Configuring a project to work with ivyDE
This page will walk you through configuring an ivyDE Managed Eclipse container that sits on your project's classpath.
You will only need to perform these steps if your project has not yet been configured to work with IVY. If someone has already configured your project and committed the modified .classpath file, then you can skip this page and go to Developing with ivyDE.
The following steps are an adaptation of ivyDE's guide here. If something is unclear in these steps please reference ivyDE's instructions.

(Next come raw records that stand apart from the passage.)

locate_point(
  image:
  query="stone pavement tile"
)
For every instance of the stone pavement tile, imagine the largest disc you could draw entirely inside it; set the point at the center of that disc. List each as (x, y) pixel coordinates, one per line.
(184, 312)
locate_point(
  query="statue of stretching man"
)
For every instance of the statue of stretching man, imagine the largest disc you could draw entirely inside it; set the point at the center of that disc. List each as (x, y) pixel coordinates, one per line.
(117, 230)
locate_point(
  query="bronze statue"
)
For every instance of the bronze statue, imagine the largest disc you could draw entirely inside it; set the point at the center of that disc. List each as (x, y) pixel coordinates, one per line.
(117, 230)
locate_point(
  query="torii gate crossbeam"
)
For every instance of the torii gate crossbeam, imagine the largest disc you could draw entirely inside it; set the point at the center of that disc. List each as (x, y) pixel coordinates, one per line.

1. Right click on your project node in Eclipse and select _Build Path-> Add Libraries...
_
2. From the list of libraries select IvyDE Managed Dependencies and click Next >
3. On the Main tab, make sure your Ivy File is points to the ivy.xml file for your project (relative path is preferred) and that all your configurations are selected.
4. On the Advanced tab...
- check Enable project specific settings and set your Ivy settings path to
file:./ivysettings.xml
- Set Build Properties File to
build.properties
. Specifying a properties file here allows ivyDE to perform property substitution within the ivy.xml file. IMPORTANT : If you don't see this field in the dialog shown, make sure to install a more recent version of IvyIDE. Building without the build properties files specified will not work. - For convenience you may also want to check Order alphabetically the classpath entries (hey I didn't write the English translation )
5. Hit F5 to refresh your project in the Eclipse package explorer.
You should now see a library titled ivy.xml (there may be a short delay before content appears under the library node). That's it! If you expand that library you will see your project dependencies listed there.
Eclipse may get confused
At this point you will want to remove any static jar references from your .classpath otherwise eclipse may get confused about there being duplicate jars in the classpath.
No workspace Ant prep needed with ivyDE
You may have noticed the Ivy Managed Dependencies library you just added is referencing jars from your ivy cache (<home>.ivy2/cache), not the locally retrieved jars (lib, test-lib). The effect is you do not have to run any ant targets to prep your workspace for development. ivyDE does not use the ivy retrieve lib directories in your project, it looks for your dependencies directly in the ivy cache.